Paxman's personality, aided and abetted by the rich colour footage from the event and lots of plum interviews, meant that you could sit back and simply imbibe. The story was told by a number of primary sources and, naturally, Boris Johnson, whose career mirrors Churchill's for its versatility, if not yet its parliamentary and diplomatic prowess. Boris's latest historical tome is last year's The Churchill Factor: How One Man Made History, which, as you may deduce from its title, is firmly in the pro-Churchill camp. Here, he and Paxman revised the double-act which served as Paxo's Newsnight denouement, with Boris putting Britain's finest ever statesman into context for a modern audience. "He would be a terrific blogger," being the main thing I took from their exchanges.

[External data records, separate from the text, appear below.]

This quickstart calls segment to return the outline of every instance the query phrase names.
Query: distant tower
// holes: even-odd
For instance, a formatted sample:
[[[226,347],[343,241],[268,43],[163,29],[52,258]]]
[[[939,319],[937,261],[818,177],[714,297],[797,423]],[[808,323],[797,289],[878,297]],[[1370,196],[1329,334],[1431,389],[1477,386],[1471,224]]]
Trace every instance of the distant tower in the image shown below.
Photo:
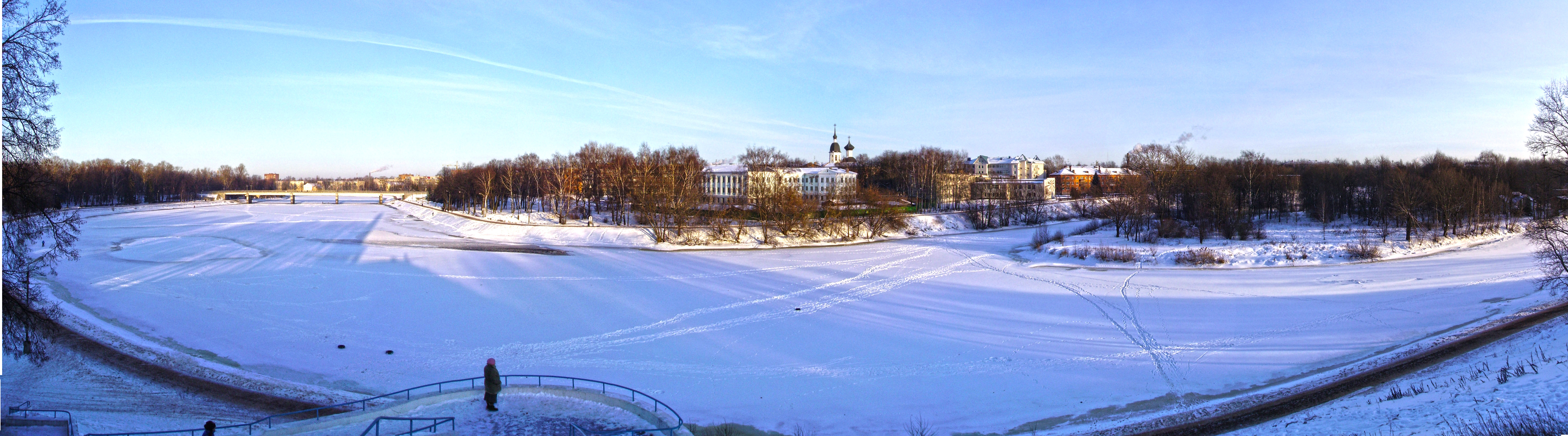
[[[828,165],[844,160],[844,149],[839,147],[839,125],[833,125],[833,144],[828,146]]]

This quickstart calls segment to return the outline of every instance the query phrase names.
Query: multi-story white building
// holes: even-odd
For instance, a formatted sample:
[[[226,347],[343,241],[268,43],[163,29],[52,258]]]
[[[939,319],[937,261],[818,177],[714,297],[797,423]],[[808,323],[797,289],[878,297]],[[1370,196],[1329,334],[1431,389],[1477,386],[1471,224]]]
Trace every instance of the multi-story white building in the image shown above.
[[[779,183],[806,199],[825,201],[833,194],[853,193],[858,177],[855,171],[837,166],[751,169],[740,163],[709,165],[704,173],[702,194],[717,204],[750,204],[751,194],[765,188],[762,183]]]
[[[991,179],[1040,179],[1046,176],[1046,162],[1024,155],[986,157],[977,155],[964,162],[969,174]]]
[[[1057,180],[1044,179],[993,179],[969,183],[969,196],[975,199],[1022,199],[1043,201],[1057,196]]]

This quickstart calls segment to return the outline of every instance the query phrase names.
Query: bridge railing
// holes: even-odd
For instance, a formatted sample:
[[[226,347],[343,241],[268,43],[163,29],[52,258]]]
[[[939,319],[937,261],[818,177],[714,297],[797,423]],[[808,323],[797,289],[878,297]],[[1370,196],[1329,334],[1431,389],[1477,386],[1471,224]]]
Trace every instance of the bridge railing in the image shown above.
[[[502,384],[503,386],[514,386],[514,384],[516,386],[528,386],[528,384],[533,384],[533,386],[543,387],[543,386],[549,384],[549,386],[569,386],[571,389],[593,389],[593,384],[599,384],[599,394],[602,394],[602,395],[610,395],[610,394],[627,395],[633,405],[637,403],[638,395],[641,395],[643,400],[649,401],[654,406],[652,412],[654,412],[655,419],[659,417],[659,409],[660,408],[663,408],[665,412],[668,412],[670,416],[673,416],[676,419],[676,423],[671,425],[671,427],[616,430],[615,433],[604,433],[604,434],[652,433],[652,431],[659,431],[659,433],[665,433],[665,434],[674,434],[674,431],[679,430],[681,425],[685,425],[685,419],[682,419],[681,414],[676,412],[674,409],[671,409],[670,405],[666,405],[665,401],[660,401],[659,398],[654,398],[652,395],[648,395],[646,392],[641,392],[641,391],[637,391],[637,389],[632,389],[632,387],[626,387],[626,386],[621,386],[621,384],[615,384],[615,383],[608,383],[608,381],[588,380],[588,378],[577,378],[577,376],[561,376],[561,375],[502,375],[500,378],[502,378]],[[397,391],[397,392],[381,394],[381,395],[370,397],[370,398],[362,398],[362,400],[354,400],[354,401],[347,401],[347,403],[337,403],[337,405],[331,405],[331,406],[310,408],[310,409],[303,409],[303,411],[281,412],[281,414],[265,416],[265,417],[260,417],[257,420],[245,422],[245,423],[223,425],[223,427],[218,427],[218,430],[241,428],[243,427],[246,434],[254,434],[254,431],[257,428],[263,428],[263,430],[265,428],[271,428],[273,423],[287,423],[287,422],[298,422],[298,420],[306,420],[306,419],[315,419],[315,420],[318,420],[323,416],[332,416],[336,412],[347,412],[347,411],[353,411],[354,408],[364,411],[364,409],[368,409],[372,406],[387,405],[390,401],[412,400],[414,398],[414,391],[425,391],[425,392],[420,392],[420,394],[430,394],[430,392],[439,394],[439,392],[445,392],[447,384],[463,386],[463,383],[467,383],[469,389],[477,389],[483,380],[485,380],[483,376],[472,376],[472,378],[458,378],[458,380],[447,380],[447,381],[437,381],[437,383],[430,383],[430,384],[420,384],[420,386],[414,386],[414,387]],[[533,381],[533,383],[528,383],[528,381]],[[544,381],[550,381],[550,383],[544,383]],[[582,386],[579,386],[579,384],[582,384]],[[431,387],[434,387],[434,389],[431,389]],[[610,387],[615,387],[615,391],[610,391]],[[624,394],[622,394],[622,391],[624,391]],[[397,398],[397,397],[403,397],[403,398]],[[372,405],[372,401],[378,401],[378,403]],[[162,431],[130,431],[130,433],[88,433],[88,434],[83,434],[83,436],[141,436],[141,434],[176,434],[176,433],[188,433],[191,436],[196,436],[201,431],[205,431],[205,428],[162,430]],[[596,433],[596,434],[599,434],[599,433]]]
[[[6,414],[17,414],[17,412],[30,412],[30,414],[49,412],[49,417],[53,417],[53,419],[60,419],[60,414],[66,414],[66,434],[71,434],[71,436],[77,434],[77,422],[75,422],[74,417],[71,417],[71,411],[34,409],[33,408],[33,400],[27,400],[27,401],[22,401],[20,405],[6,408]]]
[[[452,423],[452,431],[458,431],[458,420],[455,417],[450,417],[450,416],[445,416],[445,417],[378,416],[376,420],[370,422],[370,425],[365,425],[365,431],[359,431],[359,436],[370,434],[372,430],[376,431],[376,436],[381,436],[381,422],[383,420],[406,420],[408,422],[408,431],[397,433],[394,436],[414,434],[417,431],[425,431],[425,430],[430,430],[430,433],[436,433],[436,427],[441,427],[442,423]],[[414,422],[417,422],[417,420],[430,420],[430,425],[425,425],[425,427],[420,427],[420,428],[414,428]]]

Then there was the wonderful sight of Paxman in Madame Tussauds, which featured a weird cut from wax Boris to real Boris, or at least "real" Boris. This didn't have much to do with Churchill's death, but it was worth it for the look on Paxman's face as young women took selfies with a wax Benedict Cumberbatch (a Cumberwax?). It produced a withering grimace which could be formulated using the equation: Student Confusing Mahler and Mailer on University Challenge x Obfuscating Junior Minister on Newsnight.
Anyway, to the actual funeral business, the last state funeral for a "commoner" (aka the Right Honorable Sir Winston Leonard Spencer-Churchill, KG, OM, CH, TD, DL, FRS, RA) and all that. Paxman found some excellent witnesses. There was Lincoln Perkins, one of the guardsmen given the arduous task of carrying the lead-lined coffin. "It was a surprise that he was so heavy," said Perkins, whose shoulders haven't been the same since. Then there was the band member who played "The Last Post", prompting tears among the congregation ("'The Last Post' always gets them, doesn't it?") and – best of all – docker John Lynch. Lynch revealed the truth about the famous moment when Thameside cranes lowered their jibs in salute as Churchill's body passed on a boat – a fanfare from the common man to their most famous leader. "They were paid to do it – they didn't work Saturday afternoons." Oh.
Anyway, nice to have you back, Jeremy.